As with many industries that relied on in-person or office-based employees, Business Process Outsourcing in 2020 scrambled to adjust to lockdowns and remote work possibilities. The pandemic proved that many jobs are able to be moved to remote offices, be they in the employee home or a hotdesking environment. This made many employees very happy as they had been for years advocating the work-from-home model as a viable option. It also proved to many others that they need a combination of the in-person working environment and the ability to work from home.
In BPO industries, some transitions were far easier than others. For some BPO sectors, the transfer to the home office was overdue. For other sectors, it proved that the challenges of working from home in online teams are unsurmountable. Let’s take a closer look at 3 major changes in BPO industries expected this year.
Latin America Will Lead in BPO
While Asian nations have traditionally cornered the BPO market in many sectors, such as call centers, IT support, and logistics, Latin America is fast proving that it has the workforce required to take on a diverse application of BPO roles.
Latin America is seeing internal domestic growth. The region offers comparatively affordable labor costs, close proximity to and compatible timezone with north America, high-level English-language skills, and a higher tolerance and understanding of American social behaviors.
As people become increasingly aware of wage abuses in some regions, and poor working conditions for those in unskilled jobs in many parts of Asia, the push towards a closer connection with service providers has become apparently important to wealthy businesses in North America. This shift towards Latin America as a BPO service provider hub in the telecoms sector has, so far, been successful, as many agents were able to manage remote work and flexible conditions for employees very easily, while in many parts of Asia, this was not as easy. Living conditions for low-income earners in the Asia region mean that remote work has been challenging as large families live in small homes and often without the privacy required for telecommunications. They have, however, been able to manage other areas such as chat response, customer service ticket response, and IT. There is space in the market for Latin America to become a major telecoms BPO, but it is unlikely that the Asian region will relinquish control over the industry as a whole.
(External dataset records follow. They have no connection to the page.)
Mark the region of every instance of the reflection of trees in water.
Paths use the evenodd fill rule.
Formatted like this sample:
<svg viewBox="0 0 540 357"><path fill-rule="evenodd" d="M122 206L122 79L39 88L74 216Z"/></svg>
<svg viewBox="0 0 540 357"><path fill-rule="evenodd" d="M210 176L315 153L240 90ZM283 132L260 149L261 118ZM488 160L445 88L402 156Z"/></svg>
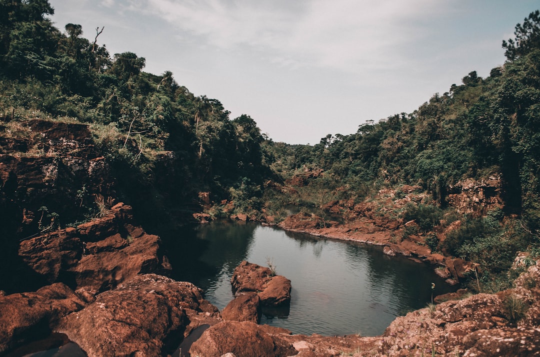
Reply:
<svg viewBox="0 0 540 357"><path fill-rule="evenodd" d="M390 257L382 252L381 247L346 244L345 261L354 267L359 262L366 265L365 287L370 296L393 297L393 301L382 303L392 305L396 314L409 309L423 307L431 298L431 283L435 283L435 294L455 291L437 277L431 266L401 256ZM390 293L383 293L382 286L389 289Z"/></svg>
<svg viewBox="0 0 540 357"><path fill-rule="evenodd" d="M303 248L305 246L312 246L313 247L313 254L318 258L321 256L322 249L328 242L328 240L325 238L319 238L305 233L289 232L286 230L283 231L285 232L286 236L292 238L298 243L300 248Z"/></svg>
<svg viewBox="0 0 540 357"><path fill-rule="evenodd" d="M199 259L215 267L214 275L222 273L222 267L226 267L227 272L232 274L234 268L246 259L258 225L245 222L216 221L197 227L197 239L207 242Z"/></svg>
<svg viewBox="0 0 540 357"><path fill-rule="evenodd" d="M172 277L204 289L209 282L218 280L224 267L232 274L246 258L256 226L254 223L216 221L171 232L164 241L173 267Z"/></svg>

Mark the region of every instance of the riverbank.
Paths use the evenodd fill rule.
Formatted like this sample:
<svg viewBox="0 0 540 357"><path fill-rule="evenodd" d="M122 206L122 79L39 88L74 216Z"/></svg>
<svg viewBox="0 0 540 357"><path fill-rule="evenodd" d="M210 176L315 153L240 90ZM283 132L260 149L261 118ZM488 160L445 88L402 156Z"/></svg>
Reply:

Call Centres Become Remote And Cloud-Based
Many call centers moved to remote work during the pandemic. The move required some upgrades to systems, standard operating procedures, and tech capability, but overall, changes for most larger companies went well. Costs were absorbed in many nations by governments supporting people working from home.
A survey of call center employees showed that 58% of respondents preferred full-time remote work, while 39% said that a hybrid model would suit their needs. The majority of BPO call center employees want to have the ability to work from home or the office environment of their choice, like a hot desk.
While the costs of hiring large office spaces for hundreds of employees are lowered, having a majority remote or flexible workforce comes with other challenges. Employees need to feel supported by excellent cloud-based apps that are secure, reliable, and easy to navigate. This upgraded support tech comes at a cost to the company. Some companies might also provide the hardware for employees to work remotely, which is a massive outlay.
However, the arguments that support a hybrid or flexible model are hard to refute. The staff turnover rate is far lower, meaning that training costs become less and customer loyalty is improved. For large BPOs providing support services for many clients, having a dedicated team of professionals who are established and content in their work means they can provide better services and demand higher rates from clients.
Increased Demand For Bilingual (English/Spanish) Virtual Assistants
The majority of BPO industry contracts are in telecoms and software development. The demand for bilingual (English/Spanish) assistants is expected to increase with the increase in centers opening in Latin America.
One of the fastest-growing BPO services is Virtual Assistants. These people make phone calls, schedule appointments, manage email accounts, and make travel arrangements for their clients. Bilingual assistants can speak more than one language, mostly in the North American market, which means English and Spanish. Such assistants are a valuable asset, and the job opportunity pays relatively well without the requirement on the part of the assistant to move to North America.
As businesses evolve to become truly international, virtual assistants will become more valuable, and accessible. BPO agents source assistants with high-level language skills, and intermediate computing and scheduling skills, to work as virtual assistants for wealthy corporations. It reduces the need for office space and provides valuable career opportunities.
In 2022, the shift in the BPO industry has proven to be towards remote working, Latin American dominance in telecoms, and an increase in bilingual virtual assistants. The benefit of BPO for businesses has also proven itself as more businesses understand that they need to find solutions for employing workers outside a traditional environment, such as an office. BPOs support small and emerging businesses with job roles that are expensive to create, fill and maintain, while larger businesses keep operating costs down by outsourcing roles that would otherwise be expensive. As people are becoming more aware of low wages and poor working conditions in some BPO environments, the shift towards transparent operators and marketplaces.